A couple of weeks ago I was with my family in Guanajuato, a beautiful and historic colonial city in central Mexico. Imagine a hillside version of Venice with winding alleys and colorful buildings. We arrived and settled in the rented apartment. We met Don Chava, owner of the corner store, and then ventured out to walk around town. We quickly ran into an eager salesman who talked-up a cheap city tour and recommended a buffet. We were sold. With our stomachs full, we started to see the town on foot. As we walked, I began to see food costs and portions and quickly had a small degree of regret at having paid for more food than we needed (though it was still remarkably cheap).
The healthcare industry has voices, often articulate and good storytellers, who are increasingly calling for something that looks like the all-you-can-eat buffet. All the care you need, just pay for it up front. Needles and blood samples and health questionnaires. Downstream savings are promised but savings aren’t statistically validated. Wellness flounders but next year it’ll be different. The vendors and commissioned brokers say so. Immediate care and access now, but nothing à la carte. High deductibles are bad. Shopping is too confusing and consumers can’t be trusted. They’re too strapped, too overwhelmed, too broke to control any of the decisions. Pay more now even though most are better off with high deductibles.
The buffet style is clearly not for most. For some, yes, but not for most. I know, food and health are different but the test of a good idea or innovation, in general, can be summed up with: Is this for everyone? Or said differently, who shouldn’t buy this? If you’re not too hungry and just want a couple tacos, don’t go for the buffet. Should everyone buy the healthcare buffet? Are companies with young works and high turnover going to see the return on savings from all the programs that are promising so much? Is anyone?
What people need is education and information around what works and what doesn’t.
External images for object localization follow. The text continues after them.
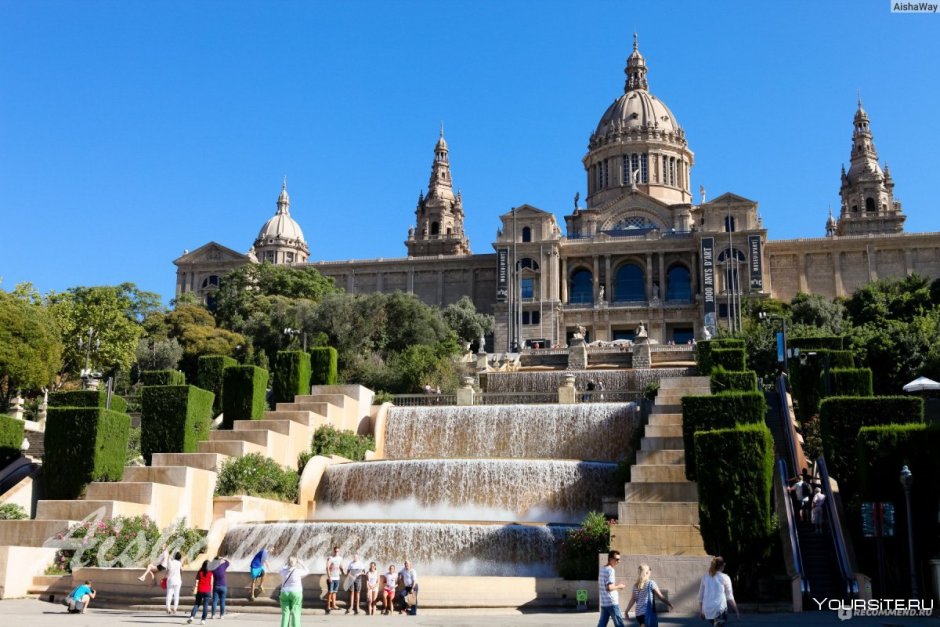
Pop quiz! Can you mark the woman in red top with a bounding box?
[187,560,213,624]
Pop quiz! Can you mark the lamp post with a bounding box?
[77,327,101,390]
[899,465,919,599]
[759,312,789,374]
[283,327,307,351]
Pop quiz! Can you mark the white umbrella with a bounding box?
[902,376,940,393]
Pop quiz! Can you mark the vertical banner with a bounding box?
[701,237,716,337]
[496,248,509,302]
[748,234,764,292]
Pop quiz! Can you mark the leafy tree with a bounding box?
[789,292,847,334]
[845,274,932,326]
[134,338,183,372]
[166,305,244,376]
[442,295,495,348]
[0,291,63,405]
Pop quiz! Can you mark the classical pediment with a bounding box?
[706,192,757,207]
[173,241,249,265]
[501,204,552,219]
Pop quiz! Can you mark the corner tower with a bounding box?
[583,34,694,208]
[836,98,904,236]
[406,126,471,257]
[253,178,310,264]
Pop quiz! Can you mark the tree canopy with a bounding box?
[0,290,64,404]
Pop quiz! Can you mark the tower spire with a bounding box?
[277,176,290,214]
[624,31,648,92]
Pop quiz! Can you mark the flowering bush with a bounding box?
[0,503,27,520]
[51,515,205,572]
[215,453,299,502]
[557,511,612,580]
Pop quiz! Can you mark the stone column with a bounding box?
[645,253,653,301]
[9,393,24,420]
[558,373,577,404]
[408,268,415,294]
[457,377,475,406]
[798,254,808,293]
[658,253,666,302]
[592,256,600,302]
[560,257,568,303]
[833,252,845,297]
[605,255,612,303]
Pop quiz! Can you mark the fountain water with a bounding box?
[485,368,693,395]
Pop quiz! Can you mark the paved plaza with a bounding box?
[0,599,935,627]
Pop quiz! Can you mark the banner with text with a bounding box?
[497,248,509,302]
[701,237,716,337]
[748,234,764,292]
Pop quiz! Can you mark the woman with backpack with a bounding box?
[624,563,672,625]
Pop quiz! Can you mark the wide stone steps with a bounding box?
[263,409,317,426]
[644,424,683,438]
[611,524,708,556]
[151,452,227,472]
[84,481,183,506]
[658,376,710,390]
[636,449,685,465]
[35,499,149,521]
[651,403,681,414]
[274,401,341,422]
[618,501,699,525]
[294,393,347,408]
[197,438,266,458]
[640,436,684,451]
[0,519,72,546]
[648,412,683,426]
[623,481,698,503]
[123,465,192,487]
[234,417,305,436]
[629,464,688,483]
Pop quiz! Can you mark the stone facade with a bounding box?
[174,38,940,348]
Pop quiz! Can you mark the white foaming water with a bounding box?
[218,521,574,577]
[384,404,639,460]
[315,459,619,521]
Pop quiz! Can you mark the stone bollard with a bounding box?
[9,393,25,420]
[457,376,475,406]
[37,390,48,431]
[558,373,577,404]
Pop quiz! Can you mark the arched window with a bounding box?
[430,221,440,235]
[666,264,692,302]
[865,197,875,212]
[522,226,532,242]
[201,275,220,289]
[852,204,859,213]
[614,264,645,302]
[516,257,540,271]
[569,269,593,304]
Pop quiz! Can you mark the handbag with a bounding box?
[274,569,295,600]
[645,582,658,627]
[160,577,167,590]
We learn Why Nobody Believes The Numbers. Less is more. Financial and healthcare literacy is frustratingly low but improving it benefits all users. With a hot job market, healthcare choices and spending also ask for low friction to the employees.
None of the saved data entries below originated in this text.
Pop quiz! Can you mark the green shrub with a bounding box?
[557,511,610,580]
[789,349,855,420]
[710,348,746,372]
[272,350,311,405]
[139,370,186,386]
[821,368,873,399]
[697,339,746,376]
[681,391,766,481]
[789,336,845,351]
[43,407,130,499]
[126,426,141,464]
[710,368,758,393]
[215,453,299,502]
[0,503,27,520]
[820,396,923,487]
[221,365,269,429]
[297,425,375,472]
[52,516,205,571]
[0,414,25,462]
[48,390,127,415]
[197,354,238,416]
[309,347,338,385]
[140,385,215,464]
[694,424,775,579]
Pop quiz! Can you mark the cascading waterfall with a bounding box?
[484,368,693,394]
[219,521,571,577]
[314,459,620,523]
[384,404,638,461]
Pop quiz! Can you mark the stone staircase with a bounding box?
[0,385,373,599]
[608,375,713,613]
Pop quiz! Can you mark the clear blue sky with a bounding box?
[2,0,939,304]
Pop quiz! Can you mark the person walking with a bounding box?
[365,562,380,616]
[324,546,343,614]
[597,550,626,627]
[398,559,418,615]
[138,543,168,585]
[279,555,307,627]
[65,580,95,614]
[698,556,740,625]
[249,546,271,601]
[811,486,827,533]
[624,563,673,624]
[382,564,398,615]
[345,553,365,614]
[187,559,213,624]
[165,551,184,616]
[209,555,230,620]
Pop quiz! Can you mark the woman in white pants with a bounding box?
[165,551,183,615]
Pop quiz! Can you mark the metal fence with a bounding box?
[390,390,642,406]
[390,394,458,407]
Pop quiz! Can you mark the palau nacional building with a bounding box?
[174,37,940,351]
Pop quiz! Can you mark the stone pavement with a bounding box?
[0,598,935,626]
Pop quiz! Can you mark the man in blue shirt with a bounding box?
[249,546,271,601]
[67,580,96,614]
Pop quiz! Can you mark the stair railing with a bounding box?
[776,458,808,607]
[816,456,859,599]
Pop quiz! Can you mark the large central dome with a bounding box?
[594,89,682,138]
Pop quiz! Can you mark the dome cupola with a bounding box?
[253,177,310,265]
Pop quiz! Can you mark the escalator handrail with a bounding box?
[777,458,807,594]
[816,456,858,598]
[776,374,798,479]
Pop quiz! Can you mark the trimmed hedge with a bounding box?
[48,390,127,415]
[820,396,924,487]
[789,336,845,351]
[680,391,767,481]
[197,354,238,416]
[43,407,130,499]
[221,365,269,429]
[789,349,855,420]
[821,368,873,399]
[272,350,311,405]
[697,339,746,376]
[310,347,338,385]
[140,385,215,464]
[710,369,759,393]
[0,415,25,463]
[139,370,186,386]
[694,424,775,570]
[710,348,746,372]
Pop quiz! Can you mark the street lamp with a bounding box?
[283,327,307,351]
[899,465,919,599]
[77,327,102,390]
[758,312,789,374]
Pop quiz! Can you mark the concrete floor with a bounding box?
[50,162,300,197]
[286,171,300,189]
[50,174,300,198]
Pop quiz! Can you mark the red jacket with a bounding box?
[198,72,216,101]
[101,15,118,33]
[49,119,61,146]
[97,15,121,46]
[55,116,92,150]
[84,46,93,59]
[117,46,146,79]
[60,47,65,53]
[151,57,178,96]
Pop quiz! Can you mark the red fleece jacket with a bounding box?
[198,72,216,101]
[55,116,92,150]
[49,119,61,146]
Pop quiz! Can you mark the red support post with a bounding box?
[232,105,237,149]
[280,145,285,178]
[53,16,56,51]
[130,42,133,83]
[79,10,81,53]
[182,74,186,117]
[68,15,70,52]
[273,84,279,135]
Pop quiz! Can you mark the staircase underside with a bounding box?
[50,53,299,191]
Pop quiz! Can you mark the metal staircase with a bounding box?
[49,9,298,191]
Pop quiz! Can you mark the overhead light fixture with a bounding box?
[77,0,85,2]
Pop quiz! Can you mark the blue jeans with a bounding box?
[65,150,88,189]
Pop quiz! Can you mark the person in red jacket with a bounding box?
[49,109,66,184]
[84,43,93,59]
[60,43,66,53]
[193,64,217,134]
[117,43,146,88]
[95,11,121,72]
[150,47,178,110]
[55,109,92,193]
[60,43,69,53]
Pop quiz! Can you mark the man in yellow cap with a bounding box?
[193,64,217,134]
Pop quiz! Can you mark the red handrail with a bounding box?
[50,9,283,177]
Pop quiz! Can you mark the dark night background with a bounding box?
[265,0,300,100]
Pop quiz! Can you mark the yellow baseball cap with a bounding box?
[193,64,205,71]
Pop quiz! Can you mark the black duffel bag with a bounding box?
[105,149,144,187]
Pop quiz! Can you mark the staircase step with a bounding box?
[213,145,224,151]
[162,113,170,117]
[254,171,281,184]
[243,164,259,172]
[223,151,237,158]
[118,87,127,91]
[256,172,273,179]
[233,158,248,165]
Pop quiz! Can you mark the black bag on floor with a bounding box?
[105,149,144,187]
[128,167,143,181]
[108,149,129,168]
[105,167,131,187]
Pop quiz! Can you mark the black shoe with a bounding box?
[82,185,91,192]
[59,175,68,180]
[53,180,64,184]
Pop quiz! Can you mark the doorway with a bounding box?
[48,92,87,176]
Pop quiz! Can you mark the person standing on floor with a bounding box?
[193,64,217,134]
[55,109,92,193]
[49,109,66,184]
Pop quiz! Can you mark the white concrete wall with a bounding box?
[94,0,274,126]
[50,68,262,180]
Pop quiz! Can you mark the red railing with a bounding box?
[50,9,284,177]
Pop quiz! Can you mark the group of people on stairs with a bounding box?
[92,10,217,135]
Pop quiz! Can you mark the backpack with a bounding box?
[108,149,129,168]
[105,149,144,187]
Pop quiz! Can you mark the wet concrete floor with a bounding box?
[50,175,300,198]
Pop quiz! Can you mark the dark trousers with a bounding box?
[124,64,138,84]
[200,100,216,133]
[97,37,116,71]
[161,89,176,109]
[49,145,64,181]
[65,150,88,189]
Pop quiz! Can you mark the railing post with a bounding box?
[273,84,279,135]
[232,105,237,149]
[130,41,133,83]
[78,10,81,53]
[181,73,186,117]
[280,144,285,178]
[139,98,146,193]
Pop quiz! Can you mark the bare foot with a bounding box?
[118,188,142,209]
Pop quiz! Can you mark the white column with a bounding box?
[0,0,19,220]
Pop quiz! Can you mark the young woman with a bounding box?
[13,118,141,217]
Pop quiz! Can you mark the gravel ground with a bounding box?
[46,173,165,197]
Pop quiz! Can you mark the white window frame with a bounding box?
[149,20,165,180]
Buffets aren’t going to ask that only the hungriest football players come. They need the salad eaters as well. In healthcare, the salad eater is the 21-year-old who uses 5-7x less care than a 64-year-old. A large chunk of the population is not regularly thinking about healthcare. They just want to know that protection is there. They’re thinking about commutes, mortgages, school lunches, retirement savings, finding time to exercise, how to spoil their grandkids, and how to get the best shot of the city from the top of the hill overlooking Guanajuato.